By Ludwig Burger and John Revill
ZURICH (Reuters) - Swiss pharma giant Novartis said it would make growth in the United States its top geographic priority, even after laws were passed to rein in drug prices in the world's largest pharmaceutical market.
As part of an investor event, the company said on Thursday it would adopt a "U.S.-first mindset", increase the share of U.S. patients in clinical trials, build capability there and give U.S. staff and executives more say and better career opportunities within the organisation.
Novartis' aspiration is to "organically build its U.S. business to become a top-five player in the U.S. by 2027," it said in a statement. It ranked 10th in the U.S. market last year, the company added.
Still, Novartis said it aimed to be a top-three player in China, up from fifth place last year among multinational pharma companies, while maintaining leading positions in Germany and Japan.
U.S. President Joe Biden last month signed the Inflation Reduction Act, authorising the government to negotiate prices on some prescription drugs and cap costs for state health programme Medicare.

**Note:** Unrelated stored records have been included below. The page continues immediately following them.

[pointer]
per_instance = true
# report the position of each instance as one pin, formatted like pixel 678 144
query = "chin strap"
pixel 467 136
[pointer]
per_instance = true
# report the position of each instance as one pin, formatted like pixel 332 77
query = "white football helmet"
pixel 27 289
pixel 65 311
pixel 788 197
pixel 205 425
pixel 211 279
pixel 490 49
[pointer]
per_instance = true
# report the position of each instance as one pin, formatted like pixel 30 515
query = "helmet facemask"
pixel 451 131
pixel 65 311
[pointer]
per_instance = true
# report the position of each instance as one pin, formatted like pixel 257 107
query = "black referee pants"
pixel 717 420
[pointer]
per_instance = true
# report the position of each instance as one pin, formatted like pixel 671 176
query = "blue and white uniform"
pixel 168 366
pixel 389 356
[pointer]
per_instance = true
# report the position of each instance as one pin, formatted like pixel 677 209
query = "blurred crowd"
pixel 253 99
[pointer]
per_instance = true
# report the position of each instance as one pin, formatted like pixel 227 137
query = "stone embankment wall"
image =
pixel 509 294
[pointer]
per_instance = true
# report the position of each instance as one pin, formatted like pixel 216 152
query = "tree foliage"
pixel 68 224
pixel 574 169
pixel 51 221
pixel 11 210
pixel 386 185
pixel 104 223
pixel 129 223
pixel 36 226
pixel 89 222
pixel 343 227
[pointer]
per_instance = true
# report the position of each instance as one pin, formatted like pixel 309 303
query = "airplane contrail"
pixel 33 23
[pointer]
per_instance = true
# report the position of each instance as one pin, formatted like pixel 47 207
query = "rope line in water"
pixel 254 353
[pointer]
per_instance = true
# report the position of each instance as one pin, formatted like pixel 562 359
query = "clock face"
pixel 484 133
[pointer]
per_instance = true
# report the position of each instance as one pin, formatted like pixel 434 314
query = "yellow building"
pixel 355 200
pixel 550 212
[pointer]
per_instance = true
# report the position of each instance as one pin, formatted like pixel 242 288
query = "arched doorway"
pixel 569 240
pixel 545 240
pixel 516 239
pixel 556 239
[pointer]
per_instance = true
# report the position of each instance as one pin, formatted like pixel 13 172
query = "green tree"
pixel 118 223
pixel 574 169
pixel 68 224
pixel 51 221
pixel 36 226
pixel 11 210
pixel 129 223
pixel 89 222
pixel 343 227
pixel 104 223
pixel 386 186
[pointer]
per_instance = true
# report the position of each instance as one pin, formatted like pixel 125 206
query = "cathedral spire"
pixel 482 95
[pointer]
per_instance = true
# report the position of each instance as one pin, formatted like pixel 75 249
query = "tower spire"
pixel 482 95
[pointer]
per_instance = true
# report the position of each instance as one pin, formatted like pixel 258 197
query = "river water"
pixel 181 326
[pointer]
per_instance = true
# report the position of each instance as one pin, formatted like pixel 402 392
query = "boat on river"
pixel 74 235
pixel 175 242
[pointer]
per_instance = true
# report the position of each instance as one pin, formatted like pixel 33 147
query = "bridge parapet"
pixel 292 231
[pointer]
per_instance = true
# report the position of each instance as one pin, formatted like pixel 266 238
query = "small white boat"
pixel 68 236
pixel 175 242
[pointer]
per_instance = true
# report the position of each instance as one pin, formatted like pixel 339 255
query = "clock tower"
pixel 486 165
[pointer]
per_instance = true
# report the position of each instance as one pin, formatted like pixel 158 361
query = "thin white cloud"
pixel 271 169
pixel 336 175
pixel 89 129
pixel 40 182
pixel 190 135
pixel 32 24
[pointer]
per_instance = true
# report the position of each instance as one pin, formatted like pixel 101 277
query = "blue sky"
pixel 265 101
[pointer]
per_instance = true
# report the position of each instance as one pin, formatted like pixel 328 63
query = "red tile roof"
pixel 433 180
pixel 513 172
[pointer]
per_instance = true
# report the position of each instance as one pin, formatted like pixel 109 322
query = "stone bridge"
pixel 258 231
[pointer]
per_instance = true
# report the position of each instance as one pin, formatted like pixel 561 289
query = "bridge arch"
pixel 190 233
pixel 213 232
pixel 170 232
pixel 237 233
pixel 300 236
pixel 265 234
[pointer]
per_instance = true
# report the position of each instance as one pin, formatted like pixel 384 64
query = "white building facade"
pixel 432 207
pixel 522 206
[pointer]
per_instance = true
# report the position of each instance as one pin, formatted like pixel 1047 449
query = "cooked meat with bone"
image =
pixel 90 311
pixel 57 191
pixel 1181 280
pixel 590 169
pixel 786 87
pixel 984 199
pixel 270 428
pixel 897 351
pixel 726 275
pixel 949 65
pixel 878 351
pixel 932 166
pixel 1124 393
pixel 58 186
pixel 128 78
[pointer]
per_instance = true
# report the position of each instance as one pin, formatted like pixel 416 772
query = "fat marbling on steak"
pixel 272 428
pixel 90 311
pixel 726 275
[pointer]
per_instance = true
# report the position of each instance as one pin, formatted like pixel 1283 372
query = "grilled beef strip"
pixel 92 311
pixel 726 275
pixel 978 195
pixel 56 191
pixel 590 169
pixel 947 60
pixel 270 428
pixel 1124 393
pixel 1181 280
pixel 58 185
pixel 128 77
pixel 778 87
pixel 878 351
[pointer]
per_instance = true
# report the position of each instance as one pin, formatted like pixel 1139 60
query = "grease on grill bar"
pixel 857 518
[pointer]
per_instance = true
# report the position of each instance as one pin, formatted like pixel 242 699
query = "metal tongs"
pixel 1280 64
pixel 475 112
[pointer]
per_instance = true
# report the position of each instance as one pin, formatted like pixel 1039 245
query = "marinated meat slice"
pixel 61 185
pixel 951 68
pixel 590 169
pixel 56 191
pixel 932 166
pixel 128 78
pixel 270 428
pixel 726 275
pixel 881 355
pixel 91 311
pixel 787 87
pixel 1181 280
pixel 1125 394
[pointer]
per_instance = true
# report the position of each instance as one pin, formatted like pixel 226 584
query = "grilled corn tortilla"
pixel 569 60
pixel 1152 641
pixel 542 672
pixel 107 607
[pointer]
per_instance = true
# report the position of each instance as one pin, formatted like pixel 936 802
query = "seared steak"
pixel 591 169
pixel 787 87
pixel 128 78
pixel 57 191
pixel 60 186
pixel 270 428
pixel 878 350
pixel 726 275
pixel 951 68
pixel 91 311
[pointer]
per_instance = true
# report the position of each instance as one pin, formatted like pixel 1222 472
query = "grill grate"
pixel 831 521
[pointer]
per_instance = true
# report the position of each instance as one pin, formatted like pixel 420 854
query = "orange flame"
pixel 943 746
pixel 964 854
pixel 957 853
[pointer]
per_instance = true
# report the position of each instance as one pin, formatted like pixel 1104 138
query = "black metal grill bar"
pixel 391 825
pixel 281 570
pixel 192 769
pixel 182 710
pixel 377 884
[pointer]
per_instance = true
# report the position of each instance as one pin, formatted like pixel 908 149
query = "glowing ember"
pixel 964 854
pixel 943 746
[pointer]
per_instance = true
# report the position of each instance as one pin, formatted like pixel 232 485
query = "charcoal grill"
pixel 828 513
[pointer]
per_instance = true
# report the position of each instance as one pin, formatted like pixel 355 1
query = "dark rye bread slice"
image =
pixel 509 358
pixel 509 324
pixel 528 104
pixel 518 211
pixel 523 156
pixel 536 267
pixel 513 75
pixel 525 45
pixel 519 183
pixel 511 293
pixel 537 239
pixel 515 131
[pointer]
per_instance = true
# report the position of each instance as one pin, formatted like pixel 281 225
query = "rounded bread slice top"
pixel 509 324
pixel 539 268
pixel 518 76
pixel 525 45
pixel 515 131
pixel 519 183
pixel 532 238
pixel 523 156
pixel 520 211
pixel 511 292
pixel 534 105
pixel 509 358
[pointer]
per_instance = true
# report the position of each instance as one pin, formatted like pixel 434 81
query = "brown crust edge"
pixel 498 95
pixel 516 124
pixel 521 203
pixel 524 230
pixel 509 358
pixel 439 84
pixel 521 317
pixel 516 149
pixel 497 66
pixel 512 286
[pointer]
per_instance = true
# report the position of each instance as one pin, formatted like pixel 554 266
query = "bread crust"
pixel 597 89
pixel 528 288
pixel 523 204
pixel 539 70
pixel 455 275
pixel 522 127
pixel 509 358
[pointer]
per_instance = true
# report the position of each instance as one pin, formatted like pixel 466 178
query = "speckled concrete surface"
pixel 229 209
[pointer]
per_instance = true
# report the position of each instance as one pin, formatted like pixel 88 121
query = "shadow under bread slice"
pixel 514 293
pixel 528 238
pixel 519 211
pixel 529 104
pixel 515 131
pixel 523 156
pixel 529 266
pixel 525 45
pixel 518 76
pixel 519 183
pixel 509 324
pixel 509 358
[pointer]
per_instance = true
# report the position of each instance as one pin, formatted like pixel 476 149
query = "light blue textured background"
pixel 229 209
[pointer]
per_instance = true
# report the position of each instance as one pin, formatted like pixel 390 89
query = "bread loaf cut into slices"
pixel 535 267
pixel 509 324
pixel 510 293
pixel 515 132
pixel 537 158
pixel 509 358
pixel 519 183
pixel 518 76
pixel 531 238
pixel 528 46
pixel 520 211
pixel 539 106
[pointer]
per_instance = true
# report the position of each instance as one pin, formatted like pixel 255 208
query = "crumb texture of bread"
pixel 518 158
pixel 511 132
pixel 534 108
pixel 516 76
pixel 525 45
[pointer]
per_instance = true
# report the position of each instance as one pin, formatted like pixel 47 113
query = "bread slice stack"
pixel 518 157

In 2024, the government will start negotiating what it will pay for 10 drugs that are among those accounting for the highest Medicare spending, taking effect in 2026.
Among changes coming into play sooner, price increases will have to be below the rate of inflation and out-of-pocket payments by patients on pharmacy drugs, known as Part D drugs, will be reduced .
"On the inflation caps, while challenging, we believe it's manageable and (there are) no changes for our guidance with respect to managing through the inflation caps," Novartis CEO Vas Narasimhan said at the event.
"When you look at the Part D reform and how that is capping out patient costs ... hopefully over time, you're providing some uplift in demand," he added. "If you think about certain categories, like cardiovascular disease, you could see a 3 to 10% uplift in demand."
Novartis also announced a strategy based on eight big drug brands as the company reshapes itself following the decision to spin off Sandoz, its underperforming generics business.
Its shares were down 0.9% at 0741 GMT, slightly better than the 1% decline in the STOXX Europe 600 Health Care index.
Novartis said its Cosentyx, Entresto, Zolgensma, Kisqali, Kesimpta, Leqvio, Pluvicto and Scemblix therapies all held multibillion-dollar peak sales potential.
The company last month said it planned to spin off Sandoz to sharpen its focus on patented prescription medicines. The spin-off is expected to be completed in the second half of 2023, with Sandoz listed on the SIX Swiss Exchange.
Novartis has also been pruning other businesses, spinning off its Alcon eye care business in 2019 and last November agreeing to sell a nearly one-third voting stake in Roche.
Narasimhan also confirmed Novartis' previously stated financial targets of 4% annual sales growth through 2027 and a core operating income margin of at least 40%.